The fruitcakes are densely symbolic. For Buddy, they symbolize Christmas itself, as his friend’s annual pronouncement that “it’s fruitcake weather!” is what “inaugurat[es] the Christmas time of year that exhilarates her imagination and fuels the blaze of her heart” (5). Rich, decadent, full of “oh, so much flour, butter, so many eggs, spices, flavorings” (7), the fruitcakes are an extravagant celebration of the Christmas season.

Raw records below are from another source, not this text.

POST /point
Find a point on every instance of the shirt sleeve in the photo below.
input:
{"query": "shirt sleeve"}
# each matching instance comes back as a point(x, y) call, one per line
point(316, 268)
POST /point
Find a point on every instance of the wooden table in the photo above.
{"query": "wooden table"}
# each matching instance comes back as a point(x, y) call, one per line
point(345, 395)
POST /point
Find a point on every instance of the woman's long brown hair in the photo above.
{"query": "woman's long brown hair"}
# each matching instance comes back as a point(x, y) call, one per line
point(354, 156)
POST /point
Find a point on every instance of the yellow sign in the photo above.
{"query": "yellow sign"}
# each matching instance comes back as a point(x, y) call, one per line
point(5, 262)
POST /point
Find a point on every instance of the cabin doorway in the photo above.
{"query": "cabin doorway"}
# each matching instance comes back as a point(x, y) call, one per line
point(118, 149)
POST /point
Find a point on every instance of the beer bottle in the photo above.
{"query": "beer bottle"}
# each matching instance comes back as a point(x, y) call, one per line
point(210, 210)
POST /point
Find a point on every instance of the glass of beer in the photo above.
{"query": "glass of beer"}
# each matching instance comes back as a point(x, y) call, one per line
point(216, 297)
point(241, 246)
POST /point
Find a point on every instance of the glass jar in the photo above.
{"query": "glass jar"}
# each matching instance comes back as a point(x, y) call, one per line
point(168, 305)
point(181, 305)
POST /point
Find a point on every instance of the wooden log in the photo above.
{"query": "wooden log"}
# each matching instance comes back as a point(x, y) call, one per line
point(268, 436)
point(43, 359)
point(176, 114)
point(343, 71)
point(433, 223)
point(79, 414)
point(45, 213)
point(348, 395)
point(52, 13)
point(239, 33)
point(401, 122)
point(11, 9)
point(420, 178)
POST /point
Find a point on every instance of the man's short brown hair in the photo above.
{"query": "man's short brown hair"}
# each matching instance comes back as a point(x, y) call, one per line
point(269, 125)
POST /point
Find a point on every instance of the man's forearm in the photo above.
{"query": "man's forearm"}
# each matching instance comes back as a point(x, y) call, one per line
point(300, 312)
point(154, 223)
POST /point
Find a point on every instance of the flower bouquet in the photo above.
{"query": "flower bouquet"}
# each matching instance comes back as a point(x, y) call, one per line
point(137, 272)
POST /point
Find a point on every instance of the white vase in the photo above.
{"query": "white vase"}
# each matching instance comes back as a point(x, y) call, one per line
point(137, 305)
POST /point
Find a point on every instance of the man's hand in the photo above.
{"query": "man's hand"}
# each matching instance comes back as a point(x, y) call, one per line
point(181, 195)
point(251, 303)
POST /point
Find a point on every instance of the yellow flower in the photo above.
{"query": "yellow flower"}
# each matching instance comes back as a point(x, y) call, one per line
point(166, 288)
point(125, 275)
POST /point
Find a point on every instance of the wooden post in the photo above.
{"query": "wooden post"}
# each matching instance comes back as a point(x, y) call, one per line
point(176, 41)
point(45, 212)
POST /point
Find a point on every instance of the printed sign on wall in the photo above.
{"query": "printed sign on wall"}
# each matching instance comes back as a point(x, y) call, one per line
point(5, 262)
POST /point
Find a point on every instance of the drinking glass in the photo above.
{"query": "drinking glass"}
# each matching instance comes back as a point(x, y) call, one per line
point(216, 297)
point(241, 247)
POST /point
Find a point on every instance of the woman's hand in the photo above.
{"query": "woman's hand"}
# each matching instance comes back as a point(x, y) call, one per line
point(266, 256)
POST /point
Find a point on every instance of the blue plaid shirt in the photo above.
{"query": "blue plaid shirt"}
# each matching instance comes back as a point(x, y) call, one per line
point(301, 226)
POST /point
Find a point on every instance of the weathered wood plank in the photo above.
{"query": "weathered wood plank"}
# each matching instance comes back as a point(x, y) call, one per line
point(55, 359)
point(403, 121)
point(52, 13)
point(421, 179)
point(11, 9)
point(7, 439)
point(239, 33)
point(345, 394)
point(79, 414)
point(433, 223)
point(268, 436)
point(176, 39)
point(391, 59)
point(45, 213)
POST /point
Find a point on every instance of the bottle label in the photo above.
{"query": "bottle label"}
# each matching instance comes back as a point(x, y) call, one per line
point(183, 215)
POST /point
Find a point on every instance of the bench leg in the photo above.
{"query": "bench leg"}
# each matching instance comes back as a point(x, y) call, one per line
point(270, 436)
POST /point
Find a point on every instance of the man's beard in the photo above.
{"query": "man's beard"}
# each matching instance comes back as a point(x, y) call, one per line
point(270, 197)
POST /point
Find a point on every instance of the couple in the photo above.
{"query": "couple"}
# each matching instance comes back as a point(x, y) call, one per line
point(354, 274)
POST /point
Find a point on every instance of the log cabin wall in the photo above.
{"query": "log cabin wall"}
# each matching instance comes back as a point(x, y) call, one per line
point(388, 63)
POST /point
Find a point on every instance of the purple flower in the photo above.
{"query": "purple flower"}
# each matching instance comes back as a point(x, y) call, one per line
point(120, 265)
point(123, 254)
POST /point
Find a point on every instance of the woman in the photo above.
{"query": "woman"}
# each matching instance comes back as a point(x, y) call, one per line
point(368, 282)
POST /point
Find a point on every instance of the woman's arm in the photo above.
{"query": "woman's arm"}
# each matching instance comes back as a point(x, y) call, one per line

However, the fruitcakes also physically represent his friend’s enduring determination, generosity, and desire for community. The story gradually reveals that Buddy’s friend leads a very circumscribed life, with her choices and actions limited both by her status as an older unmarried woman and by her family’s scapegoating and stinginess; she has little money, no means of transportation, few possessions, and receives no encouragement from her relatives. Yet through determination and “imagination,” she conjures 31 fruitcakes to celebrate Christmas; the fruitcakes symbolize her ability to transcend and perhaps even rebel against these familial and social limitations.
For Buddy and his friend, the fruitcakes further symbolize their desire for a more supportive network of “friends” outside of the control of their relatives. Buddy and his friend create an alternative community for themselves by gifting these fruitcakes to whomever they like, including “merest acquaintances.